Originally posted in Country Man

McIntosh & Son

A senior figurehead at one of WA’s biggest machinery dealerships says WAFarmers’ inaugural Bootcamp to Employment is the “best and most exciting avenue” for attracting new staff he has ever been involved in.

McIntosh & Son Moora branch manager Cadeyn Catto was one of several leaders involved in the course’s “speed dating” session at Muresk Institute last Thursday.

The session was held in the final hours of the three-day course and involved employers speaking to several small groups of Bootcamp participants.

Mr Catto said it was a two-way process that enabled him to meet potential employees and for them to learn more about what McIntosh & Son have to offer.

“It was one of the most exciting opportunities I have ever been involved in, from a resourcing point of view,” Mr Catto said.

“I have potentially found three to four candidates to fill our roles for next year, in both precision agriculture and heavy duty diesel mechanics.”

Mr Catto, who started at the Moora branch in October 2019, said he was on the hunt for youngsters interested in precision agriculture and machinery.

He said the business had vacancies across all branches “at all times” and also ran its own registered training organisation to upskill employees.

“The young people I spoke to had a real desire to be a part of the industry,” Mr Catto said.

“We can’t teach desire, but we can teach everything else.
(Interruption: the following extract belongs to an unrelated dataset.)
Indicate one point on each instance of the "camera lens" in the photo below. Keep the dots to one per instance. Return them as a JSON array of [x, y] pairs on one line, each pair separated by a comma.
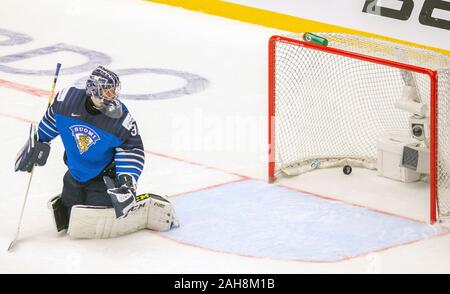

I think people keen on technology now feel there are avenues for them to be involved in agriculture.

“We are lining up school leavers ready to start work in January, so the Bootcamp happened at a perfect timing.”

Mr Catto said agriculture was not the only industry feeling the pinch of labour shortages, but it did face significant competition from the mining sector.

“There is a lot of opportunity out there for young people to get into other job roles. Mining has a big impact and leaves a big hole for us in terms of staff,” he said.

“Part of that is the agriculture industry’s fault for not investing in training young people earlier, but the same can be said for a range of other industries too.”

Mr Catto said WA’s agriculture industry desperately needed to promote the great lifestyle and pay on offer to skilled workers.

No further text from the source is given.